The purpose of the new duty of candour provisions is to support the implementation of consistent responses across health and social care providers when there has been an unexpected event or incident that has resulted in death or harm, that is not related to the course of the condition for which the person is receiving care.

The Scottish Government recognise that when adverse events occur during the provision of treatment or care, openness and transparency is fundamental in promoting a culture of learning and continuous improvement in health and social care settings.

The duty of candour procedure provisions reflect the Scottish Government’s commitment to place people at the heart of health and social care services in Scotland.   When harm occurs the focus must be on personal contact with those affected; support and a process of review and action that is meaningful and informed by the principles of learning and continuous improvement.

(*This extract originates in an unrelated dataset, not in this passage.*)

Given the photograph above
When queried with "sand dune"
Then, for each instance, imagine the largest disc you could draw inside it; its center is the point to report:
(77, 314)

There is an organisational emphasis on staff support and training to ensure effective implementation of the organisational duty.  Staff must feel that they have the necessary skills and confidence if they are to be meaningfully involved in the delivery of the duty of candour procedure.

An E-Learning resource has been produced by NHS Education for Scotland, The Scottish Social Services Council, The Care Inspectorate and Healthcare Improvement Scotland. Relevant staff should be encouraged to complete the module which takes no longer than an hour

 Key Principles:

  • Providing health and social care services is associated with risk and there are unintended or unexpected events resulting in death or harm from time to time.
  • When this happens, people want to be told honestly what happened, what will be done in response, and to know how actions will be taken to stop this happening again to someone else in the future.
  • There is a need to improve the focus on support, training and transparent disclosure of learning to influence improvement and support the development of a learning culture across services.
  • Candour is one of a series of actions that should form part of organisational focus and commitment to learning and improvement.
  • Transparency, especially following unexpected harm incidents is increasingly considered necessary to improving the quality of health and social care.
  • Being candid promotes accountability for safer systems, better engages staff in improvement efforts, and engenders greater trust in patients and service users.